En mai 2019, Zahra a été arrêtée et condamnée à cinq ans de prison dans la prison de Sine (Sanandaj), située dans la province du Kurdistan iranien. Elle a fait l’objet d’allégations de violations de la sécurité nationale en relation avec son militantisme au sein de la société civile, visant en grande partie à responsabiliser la population du Rojhilat (Kurdistan oriental), notamment par l’enseignement de la langue kurde. Zahra a depuis été libérée de prison à la suite des soulèvements massifs des « Jin, Jiyan et Azadi » [slogan féministe kurde signifiant « femme, vie, liberté »] en Iran. Comme la plupart des décisions prises par les forces de sécurité iraniennes, Zahra a été libérée soudainement et sans préavis le 10 février 2023. Plus tôt, alors que les soulèvements étaient en plein essor, elle a été désignée par la BBC comme l’une des 100 femmes les plus inspirantes et les plus influentes au monde.
Zahra aurait été libérée dans le cadre d’une amnistie générale accordée par le système judiciaire iranien dans le cadre de la célébration du 44e anniversaire de la révolution iranienne de 1979. Cependant, alors que des centaines de prisonniers étaient libérés par le régime dans le cadre de cette amnistie, des milliers d’autres étaient détenus pour avoir participé à des manifestations antigouvernementales. Il semble qu’au moment où elle était libérée, son mari était détenu à peu près au même moment.

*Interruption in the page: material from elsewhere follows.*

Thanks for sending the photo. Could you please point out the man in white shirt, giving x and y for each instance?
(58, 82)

Même si l’Iran est signataire de diverses lois internationales relatives aux droits de l’homme, qui exigent que le régime veille à ce que tous les détenus bénéficient de leurs droits légaux, aient accès à une procédure régulière et soient traités avec humanité et dignité, la réalité de nombreux prisonniers politiques est radicalement différente.
Par conséquent, Seyvan a été arrêté pour la première fois le 18 janvier 2023, alors qu’il suivait le cas de son épouse au tribunal révolutionnaire du Sine. Il a ensuite été remis en liberté le 5 janvier . Le 18, il a été de nouveau arrêté par les forces de sécurité et est resté en détention jusqu’à sa condamnation le 2 décembre. Ce jeu de chaise musicale d’arrestations et de libérations est une politique typique appliquée par le régime (…) [engagé] dans une guerre psychologique contre les minorités et les dissidents.
Comme la plupart des prisonniers politiques, l’arrestation de Seyvan comprend plusieurs violations des droits humains au niveau national et international, notamment le fait d’être détenu avant la prononciation de la peine, le fait que les forces de sécurité n’ont pas présenté de mandat légal, les visites familiales ou les appels téléphoniques refusés, le fait d’être soumis à un isolement cellulaire prolongé et interdit d’avoir un avocat.